Lee Kun-hee was born in Daegu, in Japanese-occupied Korea, on Jan. 9, 1942, to Park Doo-eul and Lee Byung-chul, who had founded Samsung a few years earlier as an exporter of fruit and dried fish. The younger Lee was a wrestler in high school.

Samsung first grew by dominating the consumer staples, like sugar and textiles, that war-torn Korea needed. It later expanded into insurance, shipbuilding, construction, semiconductors and more. Lee Kun-hee graduated from Waseda University in Tokyo in 1965. He then studied in a master’s program at George Washington University but did not receive a degree.

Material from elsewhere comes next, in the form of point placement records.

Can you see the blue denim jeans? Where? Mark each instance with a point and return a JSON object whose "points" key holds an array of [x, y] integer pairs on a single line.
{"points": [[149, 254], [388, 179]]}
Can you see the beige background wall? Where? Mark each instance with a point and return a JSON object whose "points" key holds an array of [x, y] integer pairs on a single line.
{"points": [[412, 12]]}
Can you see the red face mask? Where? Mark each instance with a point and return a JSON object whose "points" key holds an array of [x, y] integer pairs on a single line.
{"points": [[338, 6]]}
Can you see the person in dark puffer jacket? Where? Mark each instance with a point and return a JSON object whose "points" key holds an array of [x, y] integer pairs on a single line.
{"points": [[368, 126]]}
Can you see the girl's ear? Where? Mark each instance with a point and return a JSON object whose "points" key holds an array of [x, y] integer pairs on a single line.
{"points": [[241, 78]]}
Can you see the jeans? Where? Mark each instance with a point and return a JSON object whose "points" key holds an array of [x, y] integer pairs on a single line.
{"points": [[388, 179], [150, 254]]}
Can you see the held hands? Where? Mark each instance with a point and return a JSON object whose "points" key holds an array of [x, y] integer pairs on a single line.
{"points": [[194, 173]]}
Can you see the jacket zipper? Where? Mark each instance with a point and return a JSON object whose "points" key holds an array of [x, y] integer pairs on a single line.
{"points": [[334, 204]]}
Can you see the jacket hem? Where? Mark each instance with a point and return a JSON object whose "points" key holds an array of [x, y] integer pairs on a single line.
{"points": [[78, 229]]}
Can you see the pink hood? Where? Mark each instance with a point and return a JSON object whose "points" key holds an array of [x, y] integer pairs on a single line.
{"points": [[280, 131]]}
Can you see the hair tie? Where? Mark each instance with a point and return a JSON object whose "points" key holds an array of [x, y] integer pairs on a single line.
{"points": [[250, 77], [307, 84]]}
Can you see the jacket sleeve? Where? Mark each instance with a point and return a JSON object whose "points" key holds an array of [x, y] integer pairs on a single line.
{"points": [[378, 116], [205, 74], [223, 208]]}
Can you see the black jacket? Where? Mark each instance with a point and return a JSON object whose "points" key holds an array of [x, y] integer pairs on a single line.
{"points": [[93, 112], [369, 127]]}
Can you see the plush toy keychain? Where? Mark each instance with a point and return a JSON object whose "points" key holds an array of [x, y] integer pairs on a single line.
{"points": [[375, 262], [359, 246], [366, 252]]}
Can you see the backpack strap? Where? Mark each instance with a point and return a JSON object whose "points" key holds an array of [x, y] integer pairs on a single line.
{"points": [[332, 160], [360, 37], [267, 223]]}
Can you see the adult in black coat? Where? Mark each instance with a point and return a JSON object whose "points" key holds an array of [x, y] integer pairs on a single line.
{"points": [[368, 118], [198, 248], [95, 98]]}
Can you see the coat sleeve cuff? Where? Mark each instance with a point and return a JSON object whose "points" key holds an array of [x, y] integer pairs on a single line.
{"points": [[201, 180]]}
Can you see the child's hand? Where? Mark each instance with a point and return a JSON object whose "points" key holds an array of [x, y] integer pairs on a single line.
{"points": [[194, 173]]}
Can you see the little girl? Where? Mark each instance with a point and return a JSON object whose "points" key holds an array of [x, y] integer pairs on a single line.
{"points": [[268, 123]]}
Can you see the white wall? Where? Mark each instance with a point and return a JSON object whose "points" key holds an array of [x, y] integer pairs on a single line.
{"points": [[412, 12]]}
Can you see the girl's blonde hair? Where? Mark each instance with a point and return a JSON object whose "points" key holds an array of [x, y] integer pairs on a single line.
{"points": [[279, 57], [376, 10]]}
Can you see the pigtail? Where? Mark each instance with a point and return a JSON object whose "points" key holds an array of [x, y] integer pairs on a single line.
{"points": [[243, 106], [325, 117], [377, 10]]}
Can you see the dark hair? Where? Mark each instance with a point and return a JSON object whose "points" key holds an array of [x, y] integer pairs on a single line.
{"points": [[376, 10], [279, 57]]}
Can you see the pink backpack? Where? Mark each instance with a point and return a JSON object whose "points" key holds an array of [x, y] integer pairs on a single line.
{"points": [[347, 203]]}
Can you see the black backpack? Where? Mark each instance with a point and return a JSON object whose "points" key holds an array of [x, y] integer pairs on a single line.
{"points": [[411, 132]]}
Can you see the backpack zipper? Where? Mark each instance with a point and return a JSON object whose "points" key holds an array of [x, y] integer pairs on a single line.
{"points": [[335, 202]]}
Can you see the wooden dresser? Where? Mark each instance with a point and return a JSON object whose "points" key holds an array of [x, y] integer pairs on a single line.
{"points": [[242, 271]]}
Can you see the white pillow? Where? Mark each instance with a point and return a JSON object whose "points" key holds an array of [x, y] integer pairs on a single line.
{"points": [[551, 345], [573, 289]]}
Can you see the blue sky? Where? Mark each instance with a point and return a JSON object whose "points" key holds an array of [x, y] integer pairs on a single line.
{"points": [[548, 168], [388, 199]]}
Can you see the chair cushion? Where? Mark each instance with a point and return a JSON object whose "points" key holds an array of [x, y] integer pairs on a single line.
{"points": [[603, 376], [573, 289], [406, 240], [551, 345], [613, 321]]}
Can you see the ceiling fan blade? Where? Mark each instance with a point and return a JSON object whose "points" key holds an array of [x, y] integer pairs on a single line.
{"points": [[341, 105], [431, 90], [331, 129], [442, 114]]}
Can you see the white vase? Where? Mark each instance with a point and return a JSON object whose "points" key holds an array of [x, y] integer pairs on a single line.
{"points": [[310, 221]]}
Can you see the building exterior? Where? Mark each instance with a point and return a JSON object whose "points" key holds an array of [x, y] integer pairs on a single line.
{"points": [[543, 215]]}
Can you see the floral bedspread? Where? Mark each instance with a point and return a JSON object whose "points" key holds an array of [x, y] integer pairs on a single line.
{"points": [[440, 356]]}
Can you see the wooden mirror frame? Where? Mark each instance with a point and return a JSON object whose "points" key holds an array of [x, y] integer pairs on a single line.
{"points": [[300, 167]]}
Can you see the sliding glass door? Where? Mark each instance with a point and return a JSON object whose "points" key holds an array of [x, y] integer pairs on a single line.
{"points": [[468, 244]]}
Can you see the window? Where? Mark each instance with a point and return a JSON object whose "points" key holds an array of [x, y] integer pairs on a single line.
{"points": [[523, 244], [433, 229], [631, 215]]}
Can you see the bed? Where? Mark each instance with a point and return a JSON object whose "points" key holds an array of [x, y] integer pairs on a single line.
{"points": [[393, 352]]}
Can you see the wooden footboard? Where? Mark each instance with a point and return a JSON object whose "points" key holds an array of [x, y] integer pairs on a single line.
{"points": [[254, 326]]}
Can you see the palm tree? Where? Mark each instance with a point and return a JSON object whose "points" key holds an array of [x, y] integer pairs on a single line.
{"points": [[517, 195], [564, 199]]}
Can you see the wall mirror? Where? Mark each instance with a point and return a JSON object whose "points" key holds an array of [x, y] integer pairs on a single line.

He started his career at Tongyang Broadcasting Company, a Samsung affiliate at the time, in 1966. He worked at Samsung C&T, the conglomerate’s construction and trading firm, before being named vice chairman of Samsung Group in 1979.

When he became chairman in 1987, he took from his father a fixation on planning for the far future, even when times seemed good. But he added an overlay of existential fear and ever-present crisis that persists among Samsung brass to this day.

“We are in a very important transition,” Mr. Lee said shortly after taking charge, in an interview with Forbes. “If we don’t move into more capital- and technology-intensive industries, our very survival may be at stake.”

The radicalness of the transition he had mind was made clear when he summoned scores of Samsung Electronics managers to a luxury hotel in Frankfurt in 1993. For days, he lectured the executives, urging them to bury old ways of working and thinking. “Change everything,” he said, “except your wife and children.”

Samsung, he decreed, would focus on improving product quality instead of increasing market share. It would bring in talent from overseas, and it would require that senior executives intimately understand foreign markets and how to compete in them.